Walk brings light to dark subject of suicide in the military
Posted to: Military
© September 11, 2009
Jon Greene knows he might choke up when he reads aloud a certain name Saturday at Mount Trashmore.
He lost Scott Alan Starr, a friend and colleague, to suicide in August 2008. Greene was the commander of the Naval Surface Warfare Center at Dam Neck; Starr worked closely with him.
Greene and other volunteers will read the names of more than 100 people who took their own lives in the past year as part of the Out of the Darkness Community Walk.
The walk, in its fourth year, brings together scores of people – more than 900 have registered so far – and is one of the largest of its kind in the United States. It's sponsored by the Hampton Roads Survivors of Suicide Support Group.
Some walk in memory of a friend or loved one. Others come because they know what it's like to suffer from depression.
"I can't save Scott, but I think there are lots and lots of folks in the military with lots and lots to offer the world… who don't realize that depression can be treated," Greene said.
Diagnosable depression is a factor in 90 percent of all suicides, according to Chris Gilchrist, a Chesapeake social worker and one of the event's organizers.
Starr was the model Navy chief petty officer, Greene said: strong, intelligent, well-respected, caring. A father figure to hundreds of young sailors.
He first worked for Greene as senior enlisted adviser at the surface warfare center. After retiring in 2007, Starr returned to Dam Neck as a civilian employee.
"He was very proud," Greene said. "And very private."
Starr attempted suicide last summer. Medication and counseling followed. He returned to work a month later.
When Greene checked on him, Starr's response was always the same: "I'm doing great," he would say.
"He was the master chief. He was in charge; he was in control. There were no cracks in his facade," Greene said.
Greene set up automatic reminders on his computer so he wouldn't forget to check in with Starr. One of them popped up on Aug. 17. But the day got busy, and Greene didn't get to it.
In his office early the next morning, Greene's phone rang. It was a friend of Starr's calling from Iraq.
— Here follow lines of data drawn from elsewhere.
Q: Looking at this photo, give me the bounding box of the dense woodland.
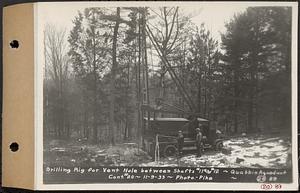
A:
[44,7,291,144]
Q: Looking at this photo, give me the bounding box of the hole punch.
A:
[9,142,19,152]
[9,40,20,49]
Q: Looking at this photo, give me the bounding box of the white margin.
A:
[34,1,298,191]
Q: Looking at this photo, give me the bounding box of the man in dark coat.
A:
[196,128,203,157]
[177,131,184,156]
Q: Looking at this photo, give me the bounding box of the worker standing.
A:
[177,131,184,156]
[196,128,203,157]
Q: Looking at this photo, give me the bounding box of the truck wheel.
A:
[163,145,177,157]
[216,141,223,151]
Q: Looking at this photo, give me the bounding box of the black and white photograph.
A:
[38,2,297,189]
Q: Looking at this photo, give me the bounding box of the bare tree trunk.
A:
[109,7,120,145]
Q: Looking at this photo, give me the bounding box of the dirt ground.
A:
[44,136,291,168]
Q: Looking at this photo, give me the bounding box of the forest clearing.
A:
[44,133,292,168]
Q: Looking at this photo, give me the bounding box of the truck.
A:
[143,117,223,157]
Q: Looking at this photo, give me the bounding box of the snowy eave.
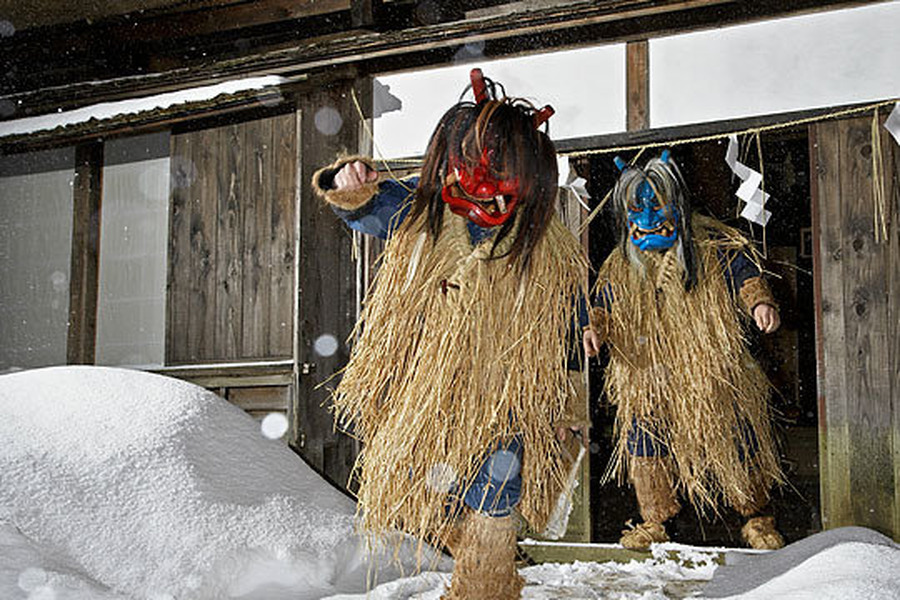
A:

Scott had shot himself hours earlier, at home in Virginia Beach. He died within a few miles of base – yet word of his death came to Greene from someone thousands of miles away.
"I really didn't believe it," Greene said in a recent interview, pausing and looking up at the ceiling, trying to remember the moment. "It was absolutely surreal."
After getting the news, Greene shifted into "commanding officer mode." There were arrangements to deal with, colleagues to tell, a memorial service to plan. The rituals helped. But Greene was unsettled. He couldn't help feeling that the military standard of suffering without complaint might have doomed his friend.
Gilchrist and Greene's wife, also a social worker, helped him understand that suicide is a medical matter, not a moral one.
Gilchrist noted that suicide is a major medical issue – 32,000 people take their own lives annually, she said. It is the 11th leading cause of the death in the United States.
After years of war, the military has gotten better at teaching service members about post-traumatic stress disorder and mental health.
Generals and admirals talk about the spike in suicides and are trying to address it. Earlier this year, the Army ordered a massive safety stand-down to reach out to soldiers. The Navy has its own program for spreading the message that it's OK to ask for help.
But Greene, who's now retired from the Navy, knows that rank-and-file sailors don't always buy the message mouthed by military brass at the Pentagon.
"There are a lot of good things going on in the military. I think there's a willingness to do something," Greene said. "But fundamentally, it comes to the culture."
And that culture is action-oriented, goal-driven and full of people who think "I'll just power through this. I can hack it," he said.
"There are a lot of folks in the military – including some relatively senior folks – who still see suicide and depression as a shameful choice. I think there needs to be recognition by a lot of folks, specifically the leadership, that you can't hack it. Sometimes you need a little help."
Starr expected himself to be perfect. "He felt he had to live at this ideal, this standard he'd set for himself," Greene said.
That's part of the reason Greene invited Gilchrist to talk about suicide with leaders at the surface warfare center. And it's part of the reason he put up a large sign on base, publicizing Saturday's walk.
"There are so many people worried about the damage that will be done to their career if they get help from military medicine," Greene said.
He acknowledged that there are obstacles, but even within the military's constraints, there are resources, like special hot lines for service members and their families where they can get immediate help.
"People in the military are put in extremely stressful and dangerous positions," he said. "That's not going to change, and we don't want it to change. It's the responsibility of leadership to listen and beware when their sailors are having trouble."